Baylis set up the Trevor Baylis Foundation to "promote the activity of Invention by encouraging and supporting Inventors and Engineers". This led in September 2002 to the formation of the company 'Trevor Baylis Brands PLC' which provided inventors with professional partnership and services to enable them to establish the originality of their ideas, to patent or otherwise protect them, and to get their products to market. The company's primary goal was to secure licence agreements for inventors, but it also considered starting up new companies around good ideas. The company was based in Richmond, Greater London. In 2013 it was reported that the company was financially struggling and was primarily reliant upon Baylis' personal finances to keep itself running. A few months after his death, Trevor Baylis Brands PLC became insolvent, and in early 2019 it ceased trading.

==Personal life==
For many years, Baylis lived on Eel Pie Island on the river Thames. He regularly attended jazz performances at the Eel Pie Island Hotel. He was a pipe-smoker and in 1999, received the Pipe Smoker of the Year award from the British Pipesmokers' Council.
 In March 2010, Baylis stated that he was sexually abused at the age of five by a Church of England curate. This was also covered in his 1999 autobiography, Clock This.

In 2013 it was reported that Baylis was in financial difficulties and was living in relative poverty, having made little money from his wind-up power invention's commercialization, having lost legal control of the product after it had been re-engineered by his corporate partners, and he was relying on a small income as a motivational after-dinner speaker.

He died on 5 March 2018 at the age of 80 after a heart attack and having been afflicted with Crohn's disease in his final years. At the time of his death he was unmarried and had no living next-of-kin.
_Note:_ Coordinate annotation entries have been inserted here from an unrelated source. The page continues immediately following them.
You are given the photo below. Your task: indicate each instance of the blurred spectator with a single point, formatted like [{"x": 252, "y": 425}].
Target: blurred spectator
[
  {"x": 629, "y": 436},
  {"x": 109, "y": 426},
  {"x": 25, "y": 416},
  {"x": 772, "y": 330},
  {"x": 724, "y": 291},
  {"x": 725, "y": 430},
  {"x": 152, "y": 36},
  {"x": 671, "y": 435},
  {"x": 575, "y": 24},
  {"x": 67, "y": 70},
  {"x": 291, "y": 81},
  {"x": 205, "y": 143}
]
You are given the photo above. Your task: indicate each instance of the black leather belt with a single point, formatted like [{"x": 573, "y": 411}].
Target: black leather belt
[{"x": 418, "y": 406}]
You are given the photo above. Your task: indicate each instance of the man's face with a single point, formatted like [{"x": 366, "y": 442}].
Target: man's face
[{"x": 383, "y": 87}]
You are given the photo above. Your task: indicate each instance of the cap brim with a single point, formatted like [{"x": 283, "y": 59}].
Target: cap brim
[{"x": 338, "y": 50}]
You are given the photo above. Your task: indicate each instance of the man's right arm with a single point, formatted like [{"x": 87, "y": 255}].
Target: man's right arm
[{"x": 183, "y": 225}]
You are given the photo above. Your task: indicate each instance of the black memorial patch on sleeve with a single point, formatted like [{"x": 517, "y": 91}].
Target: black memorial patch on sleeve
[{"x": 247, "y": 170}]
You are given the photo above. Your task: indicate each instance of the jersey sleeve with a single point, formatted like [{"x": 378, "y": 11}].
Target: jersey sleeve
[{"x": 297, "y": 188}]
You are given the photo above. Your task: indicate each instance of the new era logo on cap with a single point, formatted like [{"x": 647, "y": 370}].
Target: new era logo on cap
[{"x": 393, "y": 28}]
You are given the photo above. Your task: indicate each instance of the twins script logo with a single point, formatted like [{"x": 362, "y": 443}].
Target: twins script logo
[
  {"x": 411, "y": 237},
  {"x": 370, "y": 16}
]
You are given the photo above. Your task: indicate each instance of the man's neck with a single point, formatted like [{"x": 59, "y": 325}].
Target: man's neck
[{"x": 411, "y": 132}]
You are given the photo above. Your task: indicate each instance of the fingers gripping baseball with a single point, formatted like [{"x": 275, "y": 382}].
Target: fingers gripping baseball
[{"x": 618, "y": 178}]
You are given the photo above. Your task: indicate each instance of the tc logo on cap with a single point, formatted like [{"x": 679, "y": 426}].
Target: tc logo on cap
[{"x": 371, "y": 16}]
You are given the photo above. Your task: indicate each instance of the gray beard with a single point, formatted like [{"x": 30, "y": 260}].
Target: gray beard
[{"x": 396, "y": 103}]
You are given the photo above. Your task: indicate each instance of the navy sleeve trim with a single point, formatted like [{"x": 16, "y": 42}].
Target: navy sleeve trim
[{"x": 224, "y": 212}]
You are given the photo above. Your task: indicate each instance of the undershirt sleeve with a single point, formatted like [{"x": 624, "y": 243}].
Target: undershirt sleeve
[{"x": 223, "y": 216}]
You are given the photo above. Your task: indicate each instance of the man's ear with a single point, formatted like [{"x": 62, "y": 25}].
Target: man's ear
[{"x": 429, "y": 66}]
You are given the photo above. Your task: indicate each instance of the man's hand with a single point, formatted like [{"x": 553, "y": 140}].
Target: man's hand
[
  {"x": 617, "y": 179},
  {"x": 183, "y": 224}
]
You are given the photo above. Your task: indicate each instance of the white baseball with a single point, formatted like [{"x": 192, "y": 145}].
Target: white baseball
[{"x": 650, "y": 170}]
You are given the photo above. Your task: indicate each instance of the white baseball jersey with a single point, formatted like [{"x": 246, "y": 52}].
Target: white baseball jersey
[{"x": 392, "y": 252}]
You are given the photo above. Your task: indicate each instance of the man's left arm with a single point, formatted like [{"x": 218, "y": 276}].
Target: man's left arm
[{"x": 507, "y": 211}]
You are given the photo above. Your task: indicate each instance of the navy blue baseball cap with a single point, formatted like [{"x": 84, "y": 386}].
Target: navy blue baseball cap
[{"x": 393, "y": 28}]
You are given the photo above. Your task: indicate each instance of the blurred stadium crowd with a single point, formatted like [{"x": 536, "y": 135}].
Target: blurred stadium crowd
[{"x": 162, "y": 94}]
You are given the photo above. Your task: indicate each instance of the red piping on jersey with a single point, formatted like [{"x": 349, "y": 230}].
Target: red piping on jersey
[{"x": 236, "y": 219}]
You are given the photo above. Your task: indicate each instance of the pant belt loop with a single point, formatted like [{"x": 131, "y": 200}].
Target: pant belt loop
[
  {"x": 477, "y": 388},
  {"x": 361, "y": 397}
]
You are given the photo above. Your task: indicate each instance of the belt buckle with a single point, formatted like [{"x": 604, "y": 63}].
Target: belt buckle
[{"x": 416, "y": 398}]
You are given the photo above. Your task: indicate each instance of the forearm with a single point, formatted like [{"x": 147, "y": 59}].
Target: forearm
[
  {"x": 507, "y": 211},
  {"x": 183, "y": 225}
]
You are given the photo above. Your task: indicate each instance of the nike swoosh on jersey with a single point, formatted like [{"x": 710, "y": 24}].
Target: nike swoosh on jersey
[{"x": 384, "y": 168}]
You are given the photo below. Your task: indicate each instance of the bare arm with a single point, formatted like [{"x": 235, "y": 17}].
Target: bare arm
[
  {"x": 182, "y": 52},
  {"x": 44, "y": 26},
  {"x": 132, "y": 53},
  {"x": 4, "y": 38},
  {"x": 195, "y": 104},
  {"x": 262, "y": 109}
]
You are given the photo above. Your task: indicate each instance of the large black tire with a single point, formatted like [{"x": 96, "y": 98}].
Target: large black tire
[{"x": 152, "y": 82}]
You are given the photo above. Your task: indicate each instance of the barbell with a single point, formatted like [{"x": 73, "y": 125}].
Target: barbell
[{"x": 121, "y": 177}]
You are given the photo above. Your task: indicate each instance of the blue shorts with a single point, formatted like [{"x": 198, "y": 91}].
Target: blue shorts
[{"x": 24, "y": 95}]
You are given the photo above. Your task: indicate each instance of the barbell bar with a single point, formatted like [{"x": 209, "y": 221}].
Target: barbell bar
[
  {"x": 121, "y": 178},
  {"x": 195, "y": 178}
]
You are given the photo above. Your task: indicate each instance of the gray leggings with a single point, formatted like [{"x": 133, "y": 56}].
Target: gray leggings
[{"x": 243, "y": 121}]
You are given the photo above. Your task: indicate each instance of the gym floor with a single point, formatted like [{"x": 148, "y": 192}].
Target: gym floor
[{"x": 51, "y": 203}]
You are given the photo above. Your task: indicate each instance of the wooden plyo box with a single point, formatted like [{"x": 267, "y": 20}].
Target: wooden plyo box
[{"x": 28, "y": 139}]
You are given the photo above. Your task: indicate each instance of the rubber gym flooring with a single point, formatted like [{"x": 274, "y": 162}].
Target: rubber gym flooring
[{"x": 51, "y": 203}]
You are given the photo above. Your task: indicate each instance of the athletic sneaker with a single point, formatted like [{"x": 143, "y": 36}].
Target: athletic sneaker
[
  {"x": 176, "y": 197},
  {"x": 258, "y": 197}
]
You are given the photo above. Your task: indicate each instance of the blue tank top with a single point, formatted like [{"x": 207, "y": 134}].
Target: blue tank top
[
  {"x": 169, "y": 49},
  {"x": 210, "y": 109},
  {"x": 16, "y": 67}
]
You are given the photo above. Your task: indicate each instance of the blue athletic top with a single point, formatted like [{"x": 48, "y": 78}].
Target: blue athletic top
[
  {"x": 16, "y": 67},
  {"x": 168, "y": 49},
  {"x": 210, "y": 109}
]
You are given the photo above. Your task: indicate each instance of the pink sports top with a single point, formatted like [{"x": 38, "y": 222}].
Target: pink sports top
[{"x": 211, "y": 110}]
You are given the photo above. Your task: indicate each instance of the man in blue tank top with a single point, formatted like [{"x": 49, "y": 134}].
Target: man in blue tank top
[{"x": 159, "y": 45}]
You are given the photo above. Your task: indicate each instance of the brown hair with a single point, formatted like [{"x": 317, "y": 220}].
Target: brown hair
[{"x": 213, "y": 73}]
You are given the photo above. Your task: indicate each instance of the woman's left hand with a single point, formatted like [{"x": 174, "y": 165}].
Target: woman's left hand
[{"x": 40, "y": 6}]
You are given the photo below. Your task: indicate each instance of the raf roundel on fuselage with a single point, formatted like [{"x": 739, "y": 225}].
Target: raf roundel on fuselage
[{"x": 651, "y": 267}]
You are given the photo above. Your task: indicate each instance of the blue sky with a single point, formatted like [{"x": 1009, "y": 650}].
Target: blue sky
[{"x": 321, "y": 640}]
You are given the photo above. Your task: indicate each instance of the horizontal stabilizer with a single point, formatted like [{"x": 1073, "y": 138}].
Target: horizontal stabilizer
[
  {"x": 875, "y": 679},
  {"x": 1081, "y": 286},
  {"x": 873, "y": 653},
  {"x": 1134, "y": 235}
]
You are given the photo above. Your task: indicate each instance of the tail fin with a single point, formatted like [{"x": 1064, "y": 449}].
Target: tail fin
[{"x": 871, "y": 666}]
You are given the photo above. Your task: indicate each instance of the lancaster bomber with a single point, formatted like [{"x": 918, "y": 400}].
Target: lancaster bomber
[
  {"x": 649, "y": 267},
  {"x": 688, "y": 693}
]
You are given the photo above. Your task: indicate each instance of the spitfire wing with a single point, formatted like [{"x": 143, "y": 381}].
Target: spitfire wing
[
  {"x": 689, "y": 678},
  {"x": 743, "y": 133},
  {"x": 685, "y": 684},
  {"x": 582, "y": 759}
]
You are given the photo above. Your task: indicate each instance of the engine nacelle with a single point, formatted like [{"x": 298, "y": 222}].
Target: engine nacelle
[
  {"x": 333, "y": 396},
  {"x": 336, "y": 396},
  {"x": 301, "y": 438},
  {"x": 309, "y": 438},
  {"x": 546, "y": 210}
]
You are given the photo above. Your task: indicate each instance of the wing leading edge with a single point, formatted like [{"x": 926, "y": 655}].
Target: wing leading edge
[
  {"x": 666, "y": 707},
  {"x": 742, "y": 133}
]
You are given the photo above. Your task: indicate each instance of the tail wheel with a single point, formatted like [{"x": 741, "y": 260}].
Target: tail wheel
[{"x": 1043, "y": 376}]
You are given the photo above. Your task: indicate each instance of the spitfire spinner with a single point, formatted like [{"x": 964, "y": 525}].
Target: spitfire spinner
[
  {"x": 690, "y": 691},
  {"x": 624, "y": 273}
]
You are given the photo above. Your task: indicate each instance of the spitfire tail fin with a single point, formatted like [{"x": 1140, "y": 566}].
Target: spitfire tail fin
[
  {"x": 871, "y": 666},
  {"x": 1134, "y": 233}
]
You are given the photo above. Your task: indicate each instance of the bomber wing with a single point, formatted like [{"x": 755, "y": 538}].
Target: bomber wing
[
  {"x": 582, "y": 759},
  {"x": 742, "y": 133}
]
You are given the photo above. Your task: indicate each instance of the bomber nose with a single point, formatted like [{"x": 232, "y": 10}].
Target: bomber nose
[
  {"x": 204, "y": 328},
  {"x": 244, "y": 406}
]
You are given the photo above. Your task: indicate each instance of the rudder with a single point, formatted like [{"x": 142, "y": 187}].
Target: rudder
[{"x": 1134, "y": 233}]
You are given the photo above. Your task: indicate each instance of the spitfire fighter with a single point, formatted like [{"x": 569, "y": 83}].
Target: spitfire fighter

A funeral was held at Mortlake Crematorium on 13 March 2018, where his body was cremated in a novelty coffin fashioned as the wind-up radio that he had invented.

==Awards and honours==
Baylis was appointed an Officer of the Order of the British Empire (OBE) for humanitarian services in the 1997 Birthday Honours, and a Commander of the Order of the British Empire (CBE) in the 2015 New Year Honours for services to intellectual property. Baylis was awarded 11 honorary degrees from UK universities. He received honorary doctorates from the Open University in 2001,Heriot-Watt University in 2003,Leeds Metropolitan University in 2005, and the University of Northampton in 2009.